Un dialogue sur l’influence de la musique est riche en réflexions sur cet art que l’auteur rapproche de la prière :
« Pour moi, bien loin de voir dans la musique un piège du diable, j’y verrais plutôt un présent de Dieu ; loin d’y voir un instrument de destruction morale, j’y verrais un des plus puissans instrumens de civilisation qui ait jamais été à l’œuvre en ce monde.
Non, jamais les germes du bien ne furent semés avec plus de prodigalité qu’il ne le sont de nos jours par la musique.
La musique est à notre vie morale ce que l’industrie est à notre vie matérielle.
Quel que soit l’éclair de joie qui traversera son âme, il se dira : J’ai entrevu des joies plus radieuses dans les mélodies de Rossini ; quelle que soit la douceur qui l’enivre, il se souviendra qu’il en a ressenti une plus grande encore dans les mélodies de Mozart ; quelles que soient les douleurs qu’il éprouvera, il se dira qu’elles ne sont rien à côté des douleurs vers lesquelles a été portée son âme par les symphonies de Beethoven. »

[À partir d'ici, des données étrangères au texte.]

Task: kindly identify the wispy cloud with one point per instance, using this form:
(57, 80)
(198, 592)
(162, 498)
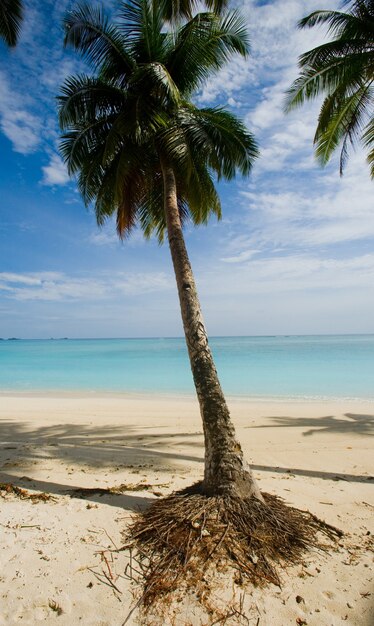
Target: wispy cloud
(55, 173)
(56, 286)
(20, 126)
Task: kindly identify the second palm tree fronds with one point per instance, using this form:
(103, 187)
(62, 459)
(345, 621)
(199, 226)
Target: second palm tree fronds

On comprend la souffrance de Montégut entendant son interlocuteur proclamer :
« La musique est le seul des beaux-arts qui soit vraiment corrupteur, et le seul aussi qui soit corrupteur impunément. Aucun autre ne possède cet équivoque privilège que possède la musique de pouvoir faire naître en même temps des pensées nobles et des pensées malsaines. »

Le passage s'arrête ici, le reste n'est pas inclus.